The captain said the reduction in robberies is partly linked to arrests made in March of two alleged robbery suspects in the Melrose area, as well as a high-profile police presence in areas where there are many shoppers and tourists like the Melrose and Fairfax districts, The Grove, Original Farmers Market and Beverly Center.
“We have broken up some patterns and clusters,” she said. “We believe small groups were responsible for some of this increase in crime, and we have made arrests and are addressing them.”

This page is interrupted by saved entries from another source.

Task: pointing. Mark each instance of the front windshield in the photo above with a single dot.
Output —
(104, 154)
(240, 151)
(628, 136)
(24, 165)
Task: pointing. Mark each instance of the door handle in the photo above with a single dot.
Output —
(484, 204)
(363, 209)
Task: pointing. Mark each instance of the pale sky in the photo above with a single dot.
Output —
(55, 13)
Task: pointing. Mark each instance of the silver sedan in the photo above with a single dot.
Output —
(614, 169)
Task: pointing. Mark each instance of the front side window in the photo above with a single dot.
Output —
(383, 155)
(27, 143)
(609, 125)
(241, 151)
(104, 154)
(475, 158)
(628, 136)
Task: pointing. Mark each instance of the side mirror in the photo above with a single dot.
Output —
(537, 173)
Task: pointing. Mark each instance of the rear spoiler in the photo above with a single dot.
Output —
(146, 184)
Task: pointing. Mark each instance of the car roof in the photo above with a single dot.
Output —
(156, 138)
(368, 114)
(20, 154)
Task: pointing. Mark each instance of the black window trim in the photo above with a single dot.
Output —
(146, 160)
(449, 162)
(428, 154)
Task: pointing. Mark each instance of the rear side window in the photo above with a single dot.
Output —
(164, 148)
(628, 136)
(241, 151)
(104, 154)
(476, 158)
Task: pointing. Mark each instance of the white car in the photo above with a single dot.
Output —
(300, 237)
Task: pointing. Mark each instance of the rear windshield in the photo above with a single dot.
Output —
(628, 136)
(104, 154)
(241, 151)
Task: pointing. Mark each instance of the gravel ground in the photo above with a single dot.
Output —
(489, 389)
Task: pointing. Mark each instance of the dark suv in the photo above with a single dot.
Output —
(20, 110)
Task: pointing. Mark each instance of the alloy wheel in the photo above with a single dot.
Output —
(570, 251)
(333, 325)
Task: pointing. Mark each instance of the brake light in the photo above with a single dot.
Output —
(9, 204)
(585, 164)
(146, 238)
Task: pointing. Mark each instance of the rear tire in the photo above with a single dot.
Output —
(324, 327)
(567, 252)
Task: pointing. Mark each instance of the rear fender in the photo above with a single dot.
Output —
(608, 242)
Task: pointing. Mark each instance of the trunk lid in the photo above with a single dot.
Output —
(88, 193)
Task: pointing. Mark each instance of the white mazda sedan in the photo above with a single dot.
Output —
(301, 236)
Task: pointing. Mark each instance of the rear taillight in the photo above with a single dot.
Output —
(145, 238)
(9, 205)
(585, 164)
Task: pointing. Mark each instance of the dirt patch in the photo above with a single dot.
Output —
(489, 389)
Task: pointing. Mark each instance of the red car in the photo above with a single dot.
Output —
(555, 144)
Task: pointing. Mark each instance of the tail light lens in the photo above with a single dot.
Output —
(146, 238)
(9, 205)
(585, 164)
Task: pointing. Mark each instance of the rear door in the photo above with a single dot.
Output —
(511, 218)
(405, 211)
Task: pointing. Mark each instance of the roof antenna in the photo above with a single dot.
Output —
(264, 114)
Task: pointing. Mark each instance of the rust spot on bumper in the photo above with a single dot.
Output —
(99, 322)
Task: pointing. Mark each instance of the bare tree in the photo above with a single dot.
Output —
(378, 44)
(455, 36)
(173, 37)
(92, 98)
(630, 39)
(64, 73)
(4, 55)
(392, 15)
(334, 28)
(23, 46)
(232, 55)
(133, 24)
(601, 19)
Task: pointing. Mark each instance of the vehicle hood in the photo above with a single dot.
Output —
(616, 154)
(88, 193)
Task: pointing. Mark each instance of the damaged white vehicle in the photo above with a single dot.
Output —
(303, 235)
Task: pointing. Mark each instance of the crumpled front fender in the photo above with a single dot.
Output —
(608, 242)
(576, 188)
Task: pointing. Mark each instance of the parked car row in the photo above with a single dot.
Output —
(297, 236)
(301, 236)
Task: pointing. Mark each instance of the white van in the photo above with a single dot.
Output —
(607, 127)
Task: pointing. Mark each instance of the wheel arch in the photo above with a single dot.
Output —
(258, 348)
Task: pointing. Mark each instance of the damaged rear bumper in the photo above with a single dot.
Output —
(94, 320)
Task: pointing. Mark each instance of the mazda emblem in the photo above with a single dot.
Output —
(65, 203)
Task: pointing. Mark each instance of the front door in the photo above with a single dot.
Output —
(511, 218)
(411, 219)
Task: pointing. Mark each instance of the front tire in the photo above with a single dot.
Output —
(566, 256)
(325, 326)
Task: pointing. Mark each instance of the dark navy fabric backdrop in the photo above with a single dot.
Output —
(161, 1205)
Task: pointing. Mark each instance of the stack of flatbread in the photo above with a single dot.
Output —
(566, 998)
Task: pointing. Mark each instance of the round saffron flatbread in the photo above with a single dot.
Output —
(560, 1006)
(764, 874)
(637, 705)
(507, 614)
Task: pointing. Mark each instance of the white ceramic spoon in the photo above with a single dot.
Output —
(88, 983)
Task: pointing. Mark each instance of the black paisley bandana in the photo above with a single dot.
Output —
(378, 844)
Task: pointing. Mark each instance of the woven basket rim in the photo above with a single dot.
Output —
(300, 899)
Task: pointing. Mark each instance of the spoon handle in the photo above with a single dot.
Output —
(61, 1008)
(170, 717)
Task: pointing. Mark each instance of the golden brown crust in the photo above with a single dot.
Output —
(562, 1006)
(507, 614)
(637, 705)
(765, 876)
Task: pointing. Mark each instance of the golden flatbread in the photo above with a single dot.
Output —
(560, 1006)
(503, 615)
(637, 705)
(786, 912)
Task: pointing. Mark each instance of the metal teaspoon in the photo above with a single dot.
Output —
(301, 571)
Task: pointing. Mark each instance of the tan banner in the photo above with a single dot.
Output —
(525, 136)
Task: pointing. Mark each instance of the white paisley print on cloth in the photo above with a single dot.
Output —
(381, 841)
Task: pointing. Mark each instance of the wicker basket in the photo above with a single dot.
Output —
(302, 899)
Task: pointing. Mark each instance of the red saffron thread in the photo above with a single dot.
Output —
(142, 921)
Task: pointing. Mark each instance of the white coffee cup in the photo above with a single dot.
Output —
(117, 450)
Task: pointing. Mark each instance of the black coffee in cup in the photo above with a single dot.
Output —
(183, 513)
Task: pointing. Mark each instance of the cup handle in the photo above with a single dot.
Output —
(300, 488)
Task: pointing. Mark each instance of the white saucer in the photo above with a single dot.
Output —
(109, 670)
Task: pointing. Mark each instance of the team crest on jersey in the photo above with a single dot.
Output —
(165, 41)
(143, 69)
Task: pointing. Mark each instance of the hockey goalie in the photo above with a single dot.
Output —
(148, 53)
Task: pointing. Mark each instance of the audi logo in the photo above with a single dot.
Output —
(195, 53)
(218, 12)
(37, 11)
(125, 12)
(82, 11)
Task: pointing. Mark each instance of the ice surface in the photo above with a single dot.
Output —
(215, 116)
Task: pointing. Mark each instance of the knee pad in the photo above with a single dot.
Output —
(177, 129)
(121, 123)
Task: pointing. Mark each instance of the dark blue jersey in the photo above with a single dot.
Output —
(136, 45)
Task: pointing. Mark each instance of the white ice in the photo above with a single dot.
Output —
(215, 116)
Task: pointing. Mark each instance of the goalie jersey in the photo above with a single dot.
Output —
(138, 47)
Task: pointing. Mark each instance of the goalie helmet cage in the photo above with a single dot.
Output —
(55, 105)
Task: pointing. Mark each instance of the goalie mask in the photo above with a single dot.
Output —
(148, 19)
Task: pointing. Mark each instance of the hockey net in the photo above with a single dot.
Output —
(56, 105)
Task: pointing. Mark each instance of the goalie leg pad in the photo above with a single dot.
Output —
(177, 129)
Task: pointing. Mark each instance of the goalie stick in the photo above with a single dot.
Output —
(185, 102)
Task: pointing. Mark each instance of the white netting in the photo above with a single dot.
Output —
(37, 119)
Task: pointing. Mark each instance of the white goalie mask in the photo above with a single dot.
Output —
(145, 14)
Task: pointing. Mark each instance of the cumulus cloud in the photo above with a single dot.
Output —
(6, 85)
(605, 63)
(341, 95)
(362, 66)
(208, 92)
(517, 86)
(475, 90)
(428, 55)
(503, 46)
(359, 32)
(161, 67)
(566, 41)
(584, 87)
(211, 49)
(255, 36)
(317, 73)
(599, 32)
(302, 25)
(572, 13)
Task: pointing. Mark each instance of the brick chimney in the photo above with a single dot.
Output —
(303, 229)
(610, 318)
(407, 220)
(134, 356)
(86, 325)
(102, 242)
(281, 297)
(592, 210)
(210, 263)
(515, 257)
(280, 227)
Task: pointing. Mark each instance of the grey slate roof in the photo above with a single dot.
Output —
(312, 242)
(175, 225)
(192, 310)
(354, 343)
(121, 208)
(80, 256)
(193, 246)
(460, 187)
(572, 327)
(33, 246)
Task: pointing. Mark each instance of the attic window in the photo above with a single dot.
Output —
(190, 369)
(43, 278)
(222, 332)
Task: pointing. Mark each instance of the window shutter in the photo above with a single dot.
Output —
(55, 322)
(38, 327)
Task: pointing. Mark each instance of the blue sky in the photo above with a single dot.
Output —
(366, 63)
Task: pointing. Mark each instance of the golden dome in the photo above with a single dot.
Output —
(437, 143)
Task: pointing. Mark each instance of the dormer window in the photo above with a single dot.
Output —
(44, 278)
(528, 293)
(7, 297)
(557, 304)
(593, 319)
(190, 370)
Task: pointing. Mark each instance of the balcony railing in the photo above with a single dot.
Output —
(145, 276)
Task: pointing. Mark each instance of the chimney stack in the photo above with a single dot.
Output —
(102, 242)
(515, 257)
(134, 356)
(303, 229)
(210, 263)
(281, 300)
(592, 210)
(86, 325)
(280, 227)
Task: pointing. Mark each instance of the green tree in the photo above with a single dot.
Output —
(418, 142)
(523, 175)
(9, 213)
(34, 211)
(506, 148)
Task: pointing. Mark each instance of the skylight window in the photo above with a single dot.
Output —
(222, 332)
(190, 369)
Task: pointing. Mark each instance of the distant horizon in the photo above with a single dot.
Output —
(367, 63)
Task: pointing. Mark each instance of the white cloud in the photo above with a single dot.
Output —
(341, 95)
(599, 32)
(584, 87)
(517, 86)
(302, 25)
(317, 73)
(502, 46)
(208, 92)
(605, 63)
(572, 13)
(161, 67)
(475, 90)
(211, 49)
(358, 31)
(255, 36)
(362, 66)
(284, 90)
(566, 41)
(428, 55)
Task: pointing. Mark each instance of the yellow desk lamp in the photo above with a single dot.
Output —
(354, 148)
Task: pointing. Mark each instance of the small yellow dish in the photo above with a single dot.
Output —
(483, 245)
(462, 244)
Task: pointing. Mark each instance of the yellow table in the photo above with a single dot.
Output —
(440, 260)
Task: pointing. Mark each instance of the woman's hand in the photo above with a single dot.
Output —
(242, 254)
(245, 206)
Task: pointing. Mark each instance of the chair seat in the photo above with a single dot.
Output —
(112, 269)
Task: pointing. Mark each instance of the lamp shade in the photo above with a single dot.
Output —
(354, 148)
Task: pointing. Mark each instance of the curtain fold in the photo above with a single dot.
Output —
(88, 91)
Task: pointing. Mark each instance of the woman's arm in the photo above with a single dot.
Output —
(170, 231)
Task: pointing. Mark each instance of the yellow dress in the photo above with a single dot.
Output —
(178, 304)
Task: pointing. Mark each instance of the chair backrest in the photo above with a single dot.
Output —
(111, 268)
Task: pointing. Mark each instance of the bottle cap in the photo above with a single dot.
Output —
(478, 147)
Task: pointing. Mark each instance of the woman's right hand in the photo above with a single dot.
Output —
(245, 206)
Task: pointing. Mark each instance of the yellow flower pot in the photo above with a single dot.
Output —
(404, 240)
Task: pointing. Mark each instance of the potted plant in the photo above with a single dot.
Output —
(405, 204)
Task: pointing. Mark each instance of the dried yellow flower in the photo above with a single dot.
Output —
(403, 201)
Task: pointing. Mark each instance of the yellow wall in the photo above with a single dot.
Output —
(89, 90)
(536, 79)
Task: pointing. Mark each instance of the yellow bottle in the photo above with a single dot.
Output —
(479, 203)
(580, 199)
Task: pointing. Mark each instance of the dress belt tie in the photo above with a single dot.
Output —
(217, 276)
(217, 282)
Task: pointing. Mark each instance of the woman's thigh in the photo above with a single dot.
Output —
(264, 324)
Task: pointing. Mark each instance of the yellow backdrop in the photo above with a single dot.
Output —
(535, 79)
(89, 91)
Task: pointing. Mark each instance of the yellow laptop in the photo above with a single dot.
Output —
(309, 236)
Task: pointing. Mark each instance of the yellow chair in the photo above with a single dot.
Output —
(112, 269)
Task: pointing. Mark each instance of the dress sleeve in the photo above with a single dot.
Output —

Paulson said the Wilshire Division is fortunate because there are a multitude of individuals and community organizations willing to partner with police. She said building relationships and fostering trust among residents and people who work in or visit the area is key. Moving forward, she hopes the department and the community will continue to embrace technology like Zoom, which allows more people to come together and share information.
“As we move out of the health crisis, community engagement will be more important than ever,” Paulson said. “One of my main suggestions would be to engage in a hybrid approach to our community meetings, such as the Community Police Advisory Board and others. We saw a lot more people participating in the virtual format.
Paulson said the department is already working to ensure a seamless transition when Capt. Monico assumes command. Residents can expect the same high-level of community engagement and crime suppression work by law enforcement personnel in the Wilshire Division, Paulson added.
“That will not change. The work we do and the service we provide will stay the same,” she said. “Be engaged with your police department, know who your senior lead officer is, ask questions. A community that is more communal, more engaged with each other, is a safer community.”